Güstrow/Rostock | Schwer verunglückt ist in der Nacht zum Sonnabend ein 19-jähriger Autofahrer in Güstrow. Kurz vor 1 Uhr passierte er mit seinem BMW die Liebnitzstraße, von der Brücke in Richtung Goldberger Straße fahrend. Zeugen gab es offenbar nicht, der Mann saß vermutlich allein im Auto: Etwa 100 Meter vor der Einmündung der Kastanienstraße verliert der junge Mann die Kontrolle über das Auto, kommt ins Schleudern und von der Fahrbahn ab und prallt mit hoher Geschwindigkeit gegen einen Beton-Laternenmast.

Die Wucht des Aufpralls ist so stark, dass der Wagen den Betonmast förmlich ausgräbt, der Fuß der Laterne sich im Unterboden verkeilt. Rund 20 Meter wird der Mast mitschleift, ehe das völlig zertrümmerte Auto auf dem Fuß/Radweg zum Stehen kommt.

Feuerwehrleute, Notarzt und Rettungssanitäter kämpfen um das Leben des Mannes. Mit schwersten Verletzungen ist der so kompliziert in dem Wrack eingeklemmt, dass die Retter rund eine Stunde benötigen, um den Verunglückten aus dem Wrack zu befreien. Gut zwei Stunden war die Landesstraße 17 in diesem Bereich voll gesperrt.
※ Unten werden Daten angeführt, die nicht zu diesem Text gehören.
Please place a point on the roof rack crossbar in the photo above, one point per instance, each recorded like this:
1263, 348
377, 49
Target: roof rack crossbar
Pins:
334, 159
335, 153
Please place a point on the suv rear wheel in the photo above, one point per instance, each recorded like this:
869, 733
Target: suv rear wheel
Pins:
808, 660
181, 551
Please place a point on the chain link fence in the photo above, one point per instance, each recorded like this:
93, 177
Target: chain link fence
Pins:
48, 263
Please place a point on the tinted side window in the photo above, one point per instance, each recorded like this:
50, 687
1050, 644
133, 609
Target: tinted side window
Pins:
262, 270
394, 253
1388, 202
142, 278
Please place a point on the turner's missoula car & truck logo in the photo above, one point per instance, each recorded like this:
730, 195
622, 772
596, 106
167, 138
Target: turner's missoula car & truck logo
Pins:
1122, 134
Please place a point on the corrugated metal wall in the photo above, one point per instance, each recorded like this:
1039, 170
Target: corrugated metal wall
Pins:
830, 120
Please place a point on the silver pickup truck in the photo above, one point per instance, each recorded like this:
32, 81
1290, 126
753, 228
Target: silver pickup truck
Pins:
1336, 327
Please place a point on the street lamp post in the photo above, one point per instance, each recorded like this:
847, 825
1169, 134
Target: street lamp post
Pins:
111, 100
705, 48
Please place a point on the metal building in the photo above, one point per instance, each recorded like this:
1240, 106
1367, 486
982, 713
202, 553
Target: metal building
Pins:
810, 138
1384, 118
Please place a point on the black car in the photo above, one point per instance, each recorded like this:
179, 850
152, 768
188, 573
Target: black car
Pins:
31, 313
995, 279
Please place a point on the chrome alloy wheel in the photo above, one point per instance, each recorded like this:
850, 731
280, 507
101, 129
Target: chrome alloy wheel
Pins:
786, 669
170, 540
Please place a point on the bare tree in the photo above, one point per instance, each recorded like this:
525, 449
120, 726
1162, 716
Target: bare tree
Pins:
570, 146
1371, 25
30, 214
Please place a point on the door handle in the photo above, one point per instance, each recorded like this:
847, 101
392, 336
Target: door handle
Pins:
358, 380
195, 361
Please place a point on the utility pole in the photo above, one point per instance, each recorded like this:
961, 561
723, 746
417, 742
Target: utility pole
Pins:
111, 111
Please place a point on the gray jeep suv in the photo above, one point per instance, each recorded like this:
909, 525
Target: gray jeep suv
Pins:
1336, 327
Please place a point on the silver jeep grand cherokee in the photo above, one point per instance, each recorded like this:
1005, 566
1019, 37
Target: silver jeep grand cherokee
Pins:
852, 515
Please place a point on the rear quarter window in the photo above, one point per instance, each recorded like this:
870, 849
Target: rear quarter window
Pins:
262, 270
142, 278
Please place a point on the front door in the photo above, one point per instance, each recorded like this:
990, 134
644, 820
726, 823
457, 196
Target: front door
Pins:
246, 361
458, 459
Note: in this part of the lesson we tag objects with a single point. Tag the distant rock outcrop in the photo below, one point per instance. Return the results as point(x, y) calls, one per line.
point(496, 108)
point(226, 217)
Warum das Unglück passierte, darüber wollen Dekra vor Ort und die Polizei nicht spekulieren. Das Ausmaß der Zerstörungen an dem Fahrzeug lassen vermuten, dass der Unglücksfahrer auf der feuchten Fahrbahn zu schnell gewesen ist. Güstrower, die zur Unglücksstelle eilten, vermuten, dass eine der berüchtigten Bodenwellen in der Liebnitzstraße dem Mann zum Verhängnis geworden sein könnte.

Nicht weit von der Stelle ist vor zwei Jahren ein Polizeibeamter zu Tode gekommen, als der Streifenwagen von der Fahrbahn abkam. Zur Unglücksursache gab es seinerzeit keine Auskunft.